How to create models of biomolecules using x-rays

Most of the two million proteins in the human body can’t be crystallized without destroying them, so they can't be visualized. That's about to change.
May 29, 2013

Fluctuation x-ray scattering is the basis of a new technique for rapidly modeling the shapes of large biological models, here demonstrated (gray envelopes) using existing diffraction data superposed on known high-resolution structures. Top left, lysine-arginine-ornithine (LAO) binding protein; top right, lysozome; bottom left, peroxiredoxin; and, bottom right, Satellite Tobacco Mosaic Virus (STMV). (Credit: Lawrence Berkeley National Laboratory)

Berkeley Lab researchers and their colleagues have created a new way to model biological molecules using x-rays.

Existing methods for solving structure largely depend on crystallized molecules, and the shapes of more than 80,000 proteins in a static state have been solved this way.

Most of the two million proteins in the human body can’t be crystallized, however, so  even their low-resolution structures are still unknown.

Now, new techniques developed by Peter Zwart and colleagues at the U.S. Department of Energy’s Lawrence Berkeley National Laboratory (Berkeley Lab) and collaborators (DOE’s Pacific Northwest National Laboratory (PNNL), Arizona State University, and the University of Wisconsin-Milwaukee) promise a better look at large biological molecules in their native, more-fluid state.

Diffraction before destruction

“Diffract before destroy” technique: numerous copies of a molecule in solution are fired across the x-ray beam of a free-electron laser. Diffraction patterns are collected just before the femtosecond x-ray pulses explode the particles…. (Credit: Lawrence Berkeley National Laboratory)

It uses data created by free-electron lasers (FELs) such as the Linac Coherent Light Source (LCLS) at SLAC National Accelerator Laboratory, or the proposed Next Generation Light Source (NGLS), light sources whose powerful x‑ray pulses are measured in quadrillionths of a second.

These pulses are faster than a molecule can rotate, so the experimental data reflects the state of the molecule frozen in time.

… A 3D model is then constructed by repeatedly enlarging and removing parts of an arbitrary shape until it closely matches the average values derived from the diffraction patterns (credit: Lawrence Berkeley National Laboratory)

“It’s a technique called ‘diffract before destroy,’ because the data is collected before the particle literally blows apart,” says Zwart, a member of the Lab’s Physical Biosciences Division, and the science lead for the Berkeley Center for Structural Biology at the Advanced Light Source.
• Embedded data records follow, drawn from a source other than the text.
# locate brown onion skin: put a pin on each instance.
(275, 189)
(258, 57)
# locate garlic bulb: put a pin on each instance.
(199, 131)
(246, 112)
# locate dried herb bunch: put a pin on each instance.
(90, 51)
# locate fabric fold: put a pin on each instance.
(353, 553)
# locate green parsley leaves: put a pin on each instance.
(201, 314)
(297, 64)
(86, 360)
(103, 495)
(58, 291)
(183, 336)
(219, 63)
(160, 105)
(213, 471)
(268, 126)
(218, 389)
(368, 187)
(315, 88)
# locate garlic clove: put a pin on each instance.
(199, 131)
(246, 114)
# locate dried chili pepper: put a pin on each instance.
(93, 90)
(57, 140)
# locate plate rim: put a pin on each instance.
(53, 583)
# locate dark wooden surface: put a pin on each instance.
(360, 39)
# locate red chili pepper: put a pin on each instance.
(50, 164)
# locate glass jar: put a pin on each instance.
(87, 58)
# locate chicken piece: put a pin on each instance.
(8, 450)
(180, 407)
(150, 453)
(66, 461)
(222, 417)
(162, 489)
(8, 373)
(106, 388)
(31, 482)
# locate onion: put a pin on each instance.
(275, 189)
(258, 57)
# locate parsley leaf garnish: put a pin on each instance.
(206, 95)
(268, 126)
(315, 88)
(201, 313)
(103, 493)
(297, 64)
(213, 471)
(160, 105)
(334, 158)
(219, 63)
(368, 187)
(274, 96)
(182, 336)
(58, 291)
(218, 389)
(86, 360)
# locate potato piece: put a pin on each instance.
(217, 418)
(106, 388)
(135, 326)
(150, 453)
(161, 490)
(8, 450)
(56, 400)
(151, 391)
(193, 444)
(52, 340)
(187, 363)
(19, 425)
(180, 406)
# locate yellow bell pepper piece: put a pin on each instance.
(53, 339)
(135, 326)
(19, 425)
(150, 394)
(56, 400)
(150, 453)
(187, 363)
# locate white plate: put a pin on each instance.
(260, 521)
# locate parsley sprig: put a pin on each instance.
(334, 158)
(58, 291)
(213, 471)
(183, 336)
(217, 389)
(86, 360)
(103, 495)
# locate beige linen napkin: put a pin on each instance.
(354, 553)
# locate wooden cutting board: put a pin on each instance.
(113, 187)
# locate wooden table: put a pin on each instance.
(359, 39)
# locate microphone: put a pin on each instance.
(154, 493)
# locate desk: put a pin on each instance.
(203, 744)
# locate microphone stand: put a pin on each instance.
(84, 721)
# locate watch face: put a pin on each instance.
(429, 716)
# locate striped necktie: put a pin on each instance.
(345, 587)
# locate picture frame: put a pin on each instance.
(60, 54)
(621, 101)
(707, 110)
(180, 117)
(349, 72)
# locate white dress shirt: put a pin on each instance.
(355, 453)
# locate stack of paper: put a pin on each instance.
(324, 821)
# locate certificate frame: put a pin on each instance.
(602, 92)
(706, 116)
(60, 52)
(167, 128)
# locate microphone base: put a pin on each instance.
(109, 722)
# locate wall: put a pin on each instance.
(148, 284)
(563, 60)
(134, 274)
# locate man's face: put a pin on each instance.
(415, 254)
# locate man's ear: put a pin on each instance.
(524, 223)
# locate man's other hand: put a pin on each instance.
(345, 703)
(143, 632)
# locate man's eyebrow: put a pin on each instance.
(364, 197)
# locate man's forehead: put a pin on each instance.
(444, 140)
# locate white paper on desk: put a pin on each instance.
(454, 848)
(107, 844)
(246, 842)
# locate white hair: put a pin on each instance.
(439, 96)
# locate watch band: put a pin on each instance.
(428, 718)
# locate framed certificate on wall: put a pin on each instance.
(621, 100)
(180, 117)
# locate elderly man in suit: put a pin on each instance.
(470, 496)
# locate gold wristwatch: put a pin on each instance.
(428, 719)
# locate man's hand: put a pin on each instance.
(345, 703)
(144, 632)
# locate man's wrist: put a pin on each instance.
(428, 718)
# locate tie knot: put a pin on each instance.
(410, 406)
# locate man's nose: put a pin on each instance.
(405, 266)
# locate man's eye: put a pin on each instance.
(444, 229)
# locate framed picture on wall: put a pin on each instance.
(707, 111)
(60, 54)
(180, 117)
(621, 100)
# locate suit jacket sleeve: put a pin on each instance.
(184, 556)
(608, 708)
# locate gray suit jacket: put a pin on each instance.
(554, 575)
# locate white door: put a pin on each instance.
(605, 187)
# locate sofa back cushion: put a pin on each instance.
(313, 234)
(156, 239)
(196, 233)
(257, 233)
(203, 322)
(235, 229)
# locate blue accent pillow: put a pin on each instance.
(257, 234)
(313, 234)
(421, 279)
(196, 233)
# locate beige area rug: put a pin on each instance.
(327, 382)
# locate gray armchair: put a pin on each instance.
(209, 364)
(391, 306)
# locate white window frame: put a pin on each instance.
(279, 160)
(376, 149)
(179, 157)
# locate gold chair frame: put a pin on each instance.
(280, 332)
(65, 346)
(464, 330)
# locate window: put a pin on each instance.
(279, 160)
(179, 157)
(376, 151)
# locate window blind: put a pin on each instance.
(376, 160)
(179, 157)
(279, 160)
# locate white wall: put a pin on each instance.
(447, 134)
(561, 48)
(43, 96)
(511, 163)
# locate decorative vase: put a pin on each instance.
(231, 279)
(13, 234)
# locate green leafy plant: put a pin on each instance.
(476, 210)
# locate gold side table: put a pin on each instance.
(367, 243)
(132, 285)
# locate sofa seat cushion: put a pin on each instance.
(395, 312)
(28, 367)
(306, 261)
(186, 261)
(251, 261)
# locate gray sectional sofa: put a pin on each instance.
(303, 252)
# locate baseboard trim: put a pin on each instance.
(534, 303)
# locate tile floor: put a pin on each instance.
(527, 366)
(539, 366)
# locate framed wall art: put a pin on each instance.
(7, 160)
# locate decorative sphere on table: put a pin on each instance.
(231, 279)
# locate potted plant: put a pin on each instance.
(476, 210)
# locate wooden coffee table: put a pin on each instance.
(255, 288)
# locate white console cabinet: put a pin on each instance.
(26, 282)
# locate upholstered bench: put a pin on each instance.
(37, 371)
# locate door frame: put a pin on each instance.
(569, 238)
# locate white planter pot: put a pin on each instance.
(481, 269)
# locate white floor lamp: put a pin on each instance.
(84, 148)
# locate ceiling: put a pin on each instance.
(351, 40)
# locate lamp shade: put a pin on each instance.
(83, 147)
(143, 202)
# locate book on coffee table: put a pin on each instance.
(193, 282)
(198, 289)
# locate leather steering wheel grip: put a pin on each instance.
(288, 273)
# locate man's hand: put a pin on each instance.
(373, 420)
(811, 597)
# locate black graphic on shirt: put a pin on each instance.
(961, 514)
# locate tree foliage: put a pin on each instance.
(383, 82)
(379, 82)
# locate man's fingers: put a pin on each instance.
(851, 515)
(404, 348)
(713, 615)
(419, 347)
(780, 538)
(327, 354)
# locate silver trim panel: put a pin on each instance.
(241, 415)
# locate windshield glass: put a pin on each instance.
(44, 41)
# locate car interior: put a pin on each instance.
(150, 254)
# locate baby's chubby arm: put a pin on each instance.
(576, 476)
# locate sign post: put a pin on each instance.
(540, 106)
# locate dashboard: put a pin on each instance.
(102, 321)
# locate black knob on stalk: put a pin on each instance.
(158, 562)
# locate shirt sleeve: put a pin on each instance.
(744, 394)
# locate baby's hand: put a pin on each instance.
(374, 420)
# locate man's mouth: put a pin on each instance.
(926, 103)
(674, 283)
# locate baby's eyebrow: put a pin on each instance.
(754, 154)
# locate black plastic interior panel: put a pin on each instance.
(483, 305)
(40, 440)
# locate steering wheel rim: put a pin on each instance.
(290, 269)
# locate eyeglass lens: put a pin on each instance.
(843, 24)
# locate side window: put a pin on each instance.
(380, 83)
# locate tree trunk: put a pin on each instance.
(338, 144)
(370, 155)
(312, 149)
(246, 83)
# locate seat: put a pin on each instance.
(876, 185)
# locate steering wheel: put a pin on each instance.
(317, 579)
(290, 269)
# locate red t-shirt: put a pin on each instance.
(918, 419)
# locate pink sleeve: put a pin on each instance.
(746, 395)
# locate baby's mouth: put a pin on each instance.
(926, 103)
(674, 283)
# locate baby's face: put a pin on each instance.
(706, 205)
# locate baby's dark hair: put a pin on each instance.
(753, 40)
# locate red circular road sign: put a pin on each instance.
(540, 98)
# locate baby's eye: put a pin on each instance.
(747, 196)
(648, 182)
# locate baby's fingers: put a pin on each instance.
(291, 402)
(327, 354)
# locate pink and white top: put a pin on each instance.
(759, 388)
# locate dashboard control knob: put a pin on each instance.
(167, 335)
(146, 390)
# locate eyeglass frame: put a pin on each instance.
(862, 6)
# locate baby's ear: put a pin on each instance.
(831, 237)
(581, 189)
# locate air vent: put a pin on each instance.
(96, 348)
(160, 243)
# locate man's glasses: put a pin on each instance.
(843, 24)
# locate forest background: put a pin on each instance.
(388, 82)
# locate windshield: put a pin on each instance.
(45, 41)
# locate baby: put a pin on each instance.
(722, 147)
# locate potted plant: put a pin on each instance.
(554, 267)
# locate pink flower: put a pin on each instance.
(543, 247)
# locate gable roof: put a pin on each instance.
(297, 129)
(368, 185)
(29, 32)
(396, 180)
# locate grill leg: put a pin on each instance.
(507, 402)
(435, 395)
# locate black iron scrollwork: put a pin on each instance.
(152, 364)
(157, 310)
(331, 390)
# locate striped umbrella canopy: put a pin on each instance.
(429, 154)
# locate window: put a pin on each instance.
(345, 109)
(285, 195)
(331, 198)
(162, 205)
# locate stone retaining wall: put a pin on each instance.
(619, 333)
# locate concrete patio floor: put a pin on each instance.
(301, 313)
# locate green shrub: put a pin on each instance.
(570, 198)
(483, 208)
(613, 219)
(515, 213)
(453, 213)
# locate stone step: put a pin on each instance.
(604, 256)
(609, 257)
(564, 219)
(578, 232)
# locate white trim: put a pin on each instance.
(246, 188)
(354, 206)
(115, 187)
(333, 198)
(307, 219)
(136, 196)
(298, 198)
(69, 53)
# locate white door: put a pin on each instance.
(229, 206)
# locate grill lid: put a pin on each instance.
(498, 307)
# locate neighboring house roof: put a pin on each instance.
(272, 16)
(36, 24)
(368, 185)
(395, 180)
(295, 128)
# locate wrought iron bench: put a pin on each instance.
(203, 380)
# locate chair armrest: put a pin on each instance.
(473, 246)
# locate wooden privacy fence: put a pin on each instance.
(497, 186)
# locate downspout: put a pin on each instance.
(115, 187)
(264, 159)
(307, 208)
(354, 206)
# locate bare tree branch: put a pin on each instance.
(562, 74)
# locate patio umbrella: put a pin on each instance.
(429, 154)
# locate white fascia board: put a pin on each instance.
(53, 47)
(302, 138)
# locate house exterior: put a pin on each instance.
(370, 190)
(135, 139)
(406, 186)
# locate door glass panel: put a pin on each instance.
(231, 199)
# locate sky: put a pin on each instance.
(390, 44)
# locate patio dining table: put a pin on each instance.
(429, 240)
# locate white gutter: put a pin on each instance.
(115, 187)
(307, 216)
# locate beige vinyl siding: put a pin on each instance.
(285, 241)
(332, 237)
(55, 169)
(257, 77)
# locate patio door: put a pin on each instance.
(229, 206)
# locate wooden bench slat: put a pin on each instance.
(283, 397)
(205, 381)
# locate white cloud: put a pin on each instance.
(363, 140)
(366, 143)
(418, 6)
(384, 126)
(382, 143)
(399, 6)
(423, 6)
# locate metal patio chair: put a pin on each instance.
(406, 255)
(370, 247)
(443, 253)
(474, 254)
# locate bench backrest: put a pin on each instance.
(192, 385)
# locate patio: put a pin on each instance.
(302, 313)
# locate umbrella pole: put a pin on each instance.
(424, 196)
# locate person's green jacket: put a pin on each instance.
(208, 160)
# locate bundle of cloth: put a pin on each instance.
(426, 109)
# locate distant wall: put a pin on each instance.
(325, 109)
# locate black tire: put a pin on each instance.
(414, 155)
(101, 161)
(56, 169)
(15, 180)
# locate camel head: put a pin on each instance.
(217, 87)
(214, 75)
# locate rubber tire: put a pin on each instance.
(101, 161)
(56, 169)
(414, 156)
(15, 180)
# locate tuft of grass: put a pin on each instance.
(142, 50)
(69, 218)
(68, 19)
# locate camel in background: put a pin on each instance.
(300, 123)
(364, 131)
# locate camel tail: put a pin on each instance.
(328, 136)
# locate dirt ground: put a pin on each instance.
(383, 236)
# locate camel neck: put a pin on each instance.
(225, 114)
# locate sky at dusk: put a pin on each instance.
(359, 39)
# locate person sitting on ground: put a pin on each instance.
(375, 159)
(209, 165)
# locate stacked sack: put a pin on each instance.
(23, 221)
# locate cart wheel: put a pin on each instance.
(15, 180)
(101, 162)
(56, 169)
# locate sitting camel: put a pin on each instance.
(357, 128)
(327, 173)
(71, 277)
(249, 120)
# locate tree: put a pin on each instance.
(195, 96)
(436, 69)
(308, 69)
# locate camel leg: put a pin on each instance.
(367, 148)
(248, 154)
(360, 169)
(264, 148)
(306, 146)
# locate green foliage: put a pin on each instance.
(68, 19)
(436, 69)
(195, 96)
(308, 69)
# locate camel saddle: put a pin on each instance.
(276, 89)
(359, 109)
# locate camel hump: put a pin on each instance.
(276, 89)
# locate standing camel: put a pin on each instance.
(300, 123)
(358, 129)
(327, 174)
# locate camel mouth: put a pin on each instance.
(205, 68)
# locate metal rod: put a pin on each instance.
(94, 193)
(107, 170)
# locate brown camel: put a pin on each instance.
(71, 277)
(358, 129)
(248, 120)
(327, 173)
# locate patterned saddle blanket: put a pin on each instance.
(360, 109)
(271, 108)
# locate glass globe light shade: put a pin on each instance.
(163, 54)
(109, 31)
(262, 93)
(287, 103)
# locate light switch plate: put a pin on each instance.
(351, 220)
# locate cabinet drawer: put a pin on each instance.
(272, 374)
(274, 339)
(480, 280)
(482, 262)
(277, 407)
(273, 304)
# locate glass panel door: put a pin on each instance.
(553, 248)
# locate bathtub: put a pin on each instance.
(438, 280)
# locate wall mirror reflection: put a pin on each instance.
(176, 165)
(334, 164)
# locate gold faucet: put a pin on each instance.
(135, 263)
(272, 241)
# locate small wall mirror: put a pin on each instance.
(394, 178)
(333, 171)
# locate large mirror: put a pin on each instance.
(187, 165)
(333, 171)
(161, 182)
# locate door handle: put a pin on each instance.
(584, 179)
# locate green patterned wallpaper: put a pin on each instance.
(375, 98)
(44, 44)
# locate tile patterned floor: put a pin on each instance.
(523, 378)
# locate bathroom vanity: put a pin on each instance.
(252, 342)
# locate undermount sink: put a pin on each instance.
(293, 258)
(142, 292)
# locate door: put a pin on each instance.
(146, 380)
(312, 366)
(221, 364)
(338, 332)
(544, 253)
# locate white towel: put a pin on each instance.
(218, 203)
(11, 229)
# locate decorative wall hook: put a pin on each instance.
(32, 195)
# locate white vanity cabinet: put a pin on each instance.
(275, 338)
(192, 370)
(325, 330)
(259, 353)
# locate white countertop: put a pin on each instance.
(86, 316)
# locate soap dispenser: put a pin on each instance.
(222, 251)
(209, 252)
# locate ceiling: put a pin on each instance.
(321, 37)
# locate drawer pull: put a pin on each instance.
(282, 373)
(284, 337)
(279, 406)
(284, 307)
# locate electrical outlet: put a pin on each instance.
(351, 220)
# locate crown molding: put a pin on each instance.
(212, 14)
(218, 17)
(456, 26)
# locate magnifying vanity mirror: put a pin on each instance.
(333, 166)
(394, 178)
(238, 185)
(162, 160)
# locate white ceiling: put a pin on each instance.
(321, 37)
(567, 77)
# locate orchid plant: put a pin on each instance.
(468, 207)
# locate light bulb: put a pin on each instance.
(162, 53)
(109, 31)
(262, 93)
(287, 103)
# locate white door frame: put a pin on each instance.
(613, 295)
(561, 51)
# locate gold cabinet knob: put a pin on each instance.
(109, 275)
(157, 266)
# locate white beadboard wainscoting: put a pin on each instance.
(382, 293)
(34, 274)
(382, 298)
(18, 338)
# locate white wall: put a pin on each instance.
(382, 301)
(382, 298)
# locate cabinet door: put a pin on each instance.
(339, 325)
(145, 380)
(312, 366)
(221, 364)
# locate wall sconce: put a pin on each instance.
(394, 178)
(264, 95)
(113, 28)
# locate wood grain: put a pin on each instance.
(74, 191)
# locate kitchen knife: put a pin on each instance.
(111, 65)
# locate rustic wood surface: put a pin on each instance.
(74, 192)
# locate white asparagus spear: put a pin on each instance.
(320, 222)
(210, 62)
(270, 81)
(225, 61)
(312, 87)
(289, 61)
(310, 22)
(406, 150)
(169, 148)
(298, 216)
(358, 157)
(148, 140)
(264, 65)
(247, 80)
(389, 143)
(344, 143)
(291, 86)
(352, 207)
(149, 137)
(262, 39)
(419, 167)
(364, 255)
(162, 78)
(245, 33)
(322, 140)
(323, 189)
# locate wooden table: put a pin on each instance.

“FELs have shown they can derive structures from single particles, each hit with a single pulse, but there are major challenges to this approach.”

Instead of single particles, Zwart and his colleagues include many particles in each shot.

When analyzed by computer programs, the data from the different diffraction patterns can be combined to provide detailed insights into the structures the molecules adopt in solution.

Fluctuation x-ray scattering

The technique is an example of  fluctuation x-ray scattering (fXS), and Zwart and his colleagues have shown that data obtained this way with free-electron lasers can yield low-resolution shapes of biomolecules in close to their natural state, with much greater confidence than is currently possible with less powerful synchrotron light sources.

“Our algorithm starts with a trial model and modifies it by randomly adding or subtracting volume until the shape of the model achieves the optimum fit with the data,” Zwart says. This trial-and-error optimization technique, tested on known configurations at the LCLS, can resolve the shapes of individual macromolecules with fXS data alone.

Zwart and his former postdoc Gang Chen, working with Dongsheng Li of PNNL, have also shown that data from mixtures of different kinds of molecules can be untangled to provide clues on the structure of the individual components, forming a basis for understanding the dynamic behavior of large biological molecules working together in solution.

By understanding their structural changes, Zwart and his colleagues are developing fluctuation x-ray scattering as an indispensable tool for determining how mixtures of different proteins behave independently or in concert.

This work was supported by DOE’s Office of Science through Laboratory Directed Research and Development programs at Berkeley Lab and PNNL; the international Human Frontier Science Program; the National Science Foundation; the University of Wisconsin Research Growth Initiative; and the Chinese Academy of Sciences.